Compare to previous model, the second one captured some categories were previous approach fails to capture. For example, **cat food** category. 

### Tried Solution but didn't see major improvement ###

Stochastic Gradient Classifier works well on the category where the instances are sufficient to memorize by model. So to improve further, did **auto weights** where the model will automatically assign larger weights to minority classes and train a algorithm on top of that. Still, I exactly don't know how the sklearn wrapper assigns weight these many classes. Now reading the concept to understand deeply.

Sampling the dataset is my another choice. But, we have these many classes I am not sure How model will sample dataset. Previously I have tried sampling on (multi-class problems N=3) and seen improvements on the model performance. 

Tried SVM. Taking very long time to run the dataset. In general the SVM won't scale to large number of classes. Because it has to build N-1 boundaries in M dimensional space. 

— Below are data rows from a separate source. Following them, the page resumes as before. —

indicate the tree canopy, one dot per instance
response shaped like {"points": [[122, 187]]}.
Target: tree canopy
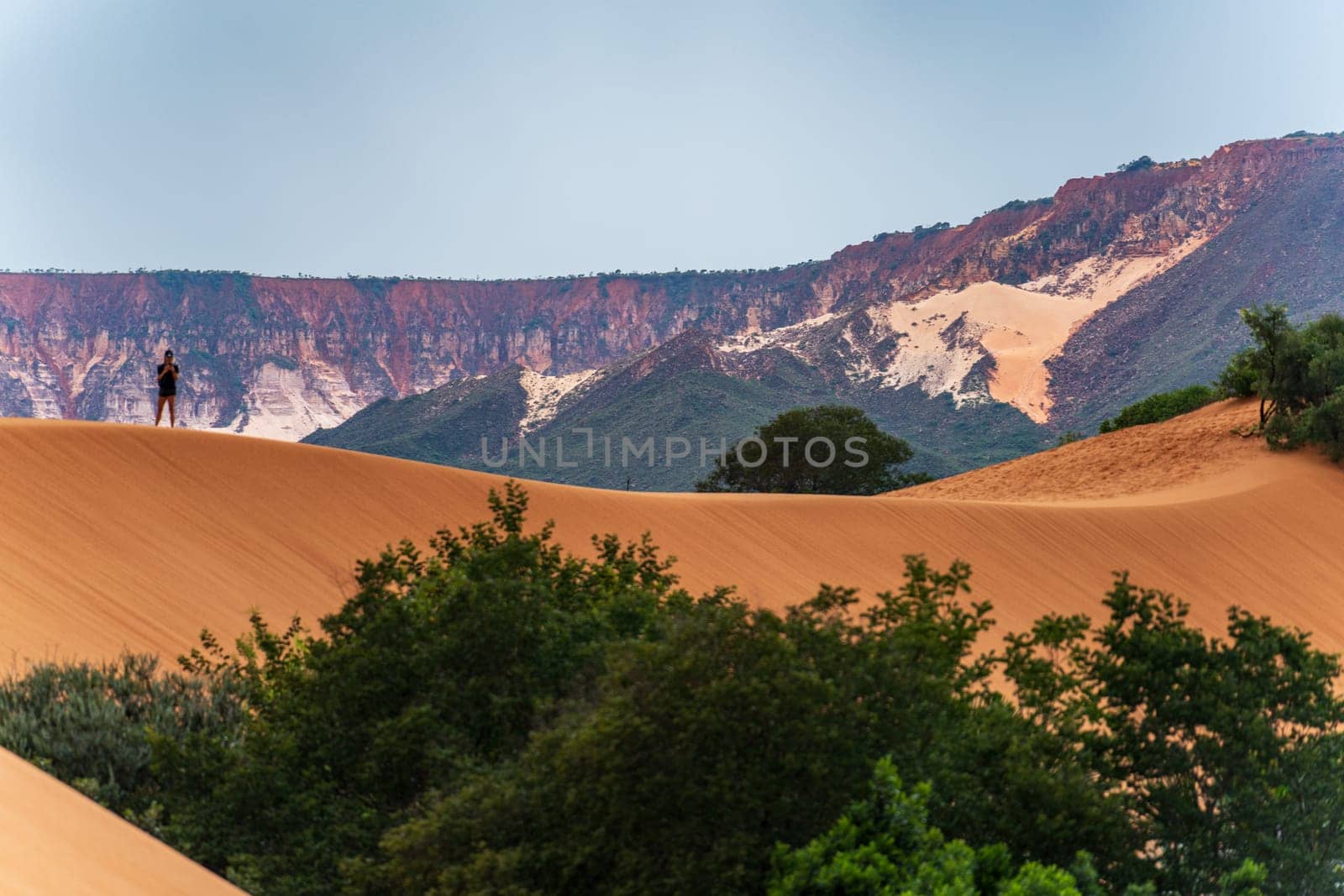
{"points": [[816, 450]]}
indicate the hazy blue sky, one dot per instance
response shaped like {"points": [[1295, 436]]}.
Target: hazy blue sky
{"points": [[515, 139]]}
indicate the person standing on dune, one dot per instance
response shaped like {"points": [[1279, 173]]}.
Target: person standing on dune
{"points": [[168, 374]]}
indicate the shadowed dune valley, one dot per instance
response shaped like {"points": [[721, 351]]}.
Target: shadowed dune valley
{"points": [[154, 535]]}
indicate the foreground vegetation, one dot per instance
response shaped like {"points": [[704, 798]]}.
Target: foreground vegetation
{"points": [[497, 716]]}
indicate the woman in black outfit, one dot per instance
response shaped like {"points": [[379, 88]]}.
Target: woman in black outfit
{"points": [[168, 374]]}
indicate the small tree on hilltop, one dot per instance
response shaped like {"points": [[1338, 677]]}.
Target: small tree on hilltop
{"points": [[815, 450]]}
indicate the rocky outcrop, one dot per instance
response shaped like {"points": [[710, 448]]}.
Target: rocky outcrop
{"points": [[284, 356]]}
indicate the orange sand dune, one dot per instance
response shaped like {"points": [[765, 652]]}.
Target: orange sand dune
{"points": [[58, 841], [123, 537]]}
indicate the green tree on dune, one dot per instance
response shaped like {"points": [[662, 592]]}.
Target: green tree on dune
{"points": [[816, 450]]}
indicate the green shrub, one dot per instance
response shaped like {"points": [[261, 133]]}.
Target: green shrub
{"points": [[92, 725], [853, 456], [1299, 376], [1164, 406]]}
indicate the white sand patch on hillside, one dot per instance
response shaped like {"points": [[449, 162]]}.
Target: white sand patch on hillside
{"points": [[544, 394], [1021, 327], [288, 403]]}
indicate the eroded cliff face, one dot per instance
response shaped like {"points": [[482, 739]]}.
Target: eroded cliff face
{"points": [[280, 356]]}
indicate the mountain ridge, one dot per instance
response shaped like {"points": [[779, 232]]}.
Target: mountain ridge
{"points": [[288, 358]]}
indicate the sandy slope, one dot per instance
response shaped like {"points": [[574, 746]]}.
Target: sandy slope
{"points": [[120, 537], [54, 840]]}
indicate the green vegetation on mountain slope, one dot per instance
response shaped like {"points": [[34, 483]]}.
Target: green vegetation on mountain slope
{"points": [[501, 716]]}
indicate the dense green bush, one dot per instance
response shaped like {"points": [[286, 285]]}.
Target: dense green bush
{"points": [[828, 449], [1299, 376], [93, 725], [499, 716], [1164, 406]]}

Tried Tree based Algorithm(XGBoost) algorithm on this dataset but result are not good. The model started overfitting

Tried LSTM network, model started overfitting.

### Environment ###

The entire environment is done in **Colab**. Trained multiple models in my local environment but in-between the kernel died. So switched to Colab. 

### Next Hope ###

NOTE - With given days, I managed to implement all above algorithms and somewhat come with little improvements to the classifier. Couldn't able to complete the entire solution. I guess, once we have figured out the model with stable performance, it's easy to predict the evaluation instance with probability score. 

**K Nearest Neighbor** - With somewhat different features in each category I think KNN Algorithm might work in this case. The nature of the clustering algorithm is when the dimensionality increase the algorithm might overfit. 

Read some papers related to this problem, implement it.